On Thursday, Minister Greenidge was the official who did most of the speaking on the arrangements but the questions remain. His contention was that the bonus was in the main earmarked for legal fees from the expected assigning of the border controversy to the International Court of Justice.

Delivering a statement to the National Assembly and later holding a press conference, Mr Greenidge said that “During the course of 2015 and 2016, after discussions with ExxonMobil, the Minister of Natural Resources (Trotman) proposed to Cabinet that the payment of a bonus on the extension of an agreement by the company be undertaken.
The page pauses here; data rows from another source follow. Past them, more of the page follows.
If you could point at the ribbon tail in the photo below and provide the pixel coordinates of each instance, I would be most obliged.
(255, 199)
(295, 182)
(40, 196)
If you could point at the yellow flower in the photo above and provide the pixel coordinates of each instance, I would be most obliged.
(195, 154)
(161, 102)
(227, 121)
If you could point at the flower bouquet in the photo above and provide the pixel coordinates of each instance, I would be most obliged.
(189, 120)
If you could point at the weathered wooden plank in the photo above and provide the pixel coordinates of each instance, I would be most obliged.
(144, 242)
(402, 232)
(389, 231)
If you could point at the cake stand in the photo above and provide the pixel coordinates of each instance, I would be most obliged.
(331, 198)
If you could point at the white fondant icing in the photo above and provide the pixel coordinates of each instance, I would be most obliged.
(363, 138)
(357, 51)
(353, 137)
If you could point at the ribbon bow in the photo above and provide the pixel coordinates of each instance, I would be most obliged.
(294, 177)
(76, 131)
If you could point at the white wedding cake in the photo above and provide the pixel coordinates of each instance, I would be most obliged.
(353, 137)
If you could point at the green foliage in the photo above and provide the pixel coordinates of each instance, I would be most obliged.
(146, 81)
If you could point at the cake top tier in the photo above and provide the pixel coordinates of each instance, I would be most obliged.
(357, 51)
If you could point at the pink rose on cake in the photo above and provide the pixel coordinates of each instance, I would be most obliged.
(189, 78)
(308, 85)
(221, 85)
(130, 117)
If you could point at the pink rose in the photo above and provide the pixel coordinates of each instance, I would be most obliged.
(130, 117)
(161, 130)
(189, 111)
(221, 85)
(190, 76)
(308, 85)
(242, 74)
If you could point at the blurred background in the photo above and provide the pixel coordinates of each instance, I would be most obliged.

Cabinet agreed and in June 2016 the Minister duly reported that the negotiation had been completed. The full Cabinet approved the terms negotiated and the arrangements to receive the funds.”

What was the reason for the decision to seek a new agreement with ExxonMobil? Was it only to get money upfront or was there something in the new agreement that would more substantially entrench Guyana’s interest and ownership of its natural resources? This is still to be answered.

Was this the point at which the government decided that any such bonus extracted would be used to fund the border controversy legal fees? This would be interesting as a decision had not yet been made at this point by the UN to consider sending the case to the International Court of Justice. Moreover, the Granger administration had been of the view since its accession to office in May 2015 that a juridical settlement would be the way forward for the settlement of the controversy. This was no doubt heightened by the sabre rattling from Caracas that greeted the Granger administration in May 2015. What preparations and provisions did the government begin to make then for managing anticipated legal fees?

Minister Greenidge’s  lamentations on Thursday about fiscal tightness and the inability to pay legal fees on time as reasons for the secrecy about the bonus ring hollow and are probably more reflective of bureaucratic inefficiencies in the government. There could hardly be circumstances where reputable law firms would not accept a Government of Guyana guarantee for payment and permit time for payment to be made. There are also well established ways within the fiscal framework for accessing funds for unexpected expenditures such as the contingency fund and via supplementary funding which the government routinely utilises. The argument that the exposure of the bonus would alert Venezuela as to the quantum of money in Guyana’s legal fund is risible.

By its injudicious decision to hide the bonus, the APNU+AFC administration has now tainted the expected source of money for the border controversy fees with Exxon’s own feuding with Venezuela going back to the Chavez government.

There is also the not so minor point that the government now says that US$3m of the bonus is to be allocated for urgent training of Guyanese in skills such as engineering and petroleum geology. If this training is urgent should it not have already been proceeded with and how was the news about the source of funding going to be broken to the jubilant winners of these scholarships? What would have been the pathway from the Bank of Guyana bonus account to the scholarships?

As the person who first publicly raised the question of the signing bonus, the country owes a debt of gratitude  to Mr Christopher Ram for continuing to fearlessly pursue probity in public life no matter who is in charge of government.

Oil money has begun to flow and already the dreaded curse of opacity and deception is shadowing it. The government has been left thoroughly exposed by its imprudent decision and now has much to do to ensure that its decisions in the oil sector can stand up to scrutiny.

It is still to answer several key questions:

1) What was the rationale for an entirely new agreement with ExxonMobil’s subsidiary, EEPGL?

2) What are the conditions attached to the bonus and what has ExxonMobil gotten in return?

3)  What factors were employed in the calculation of the bonus?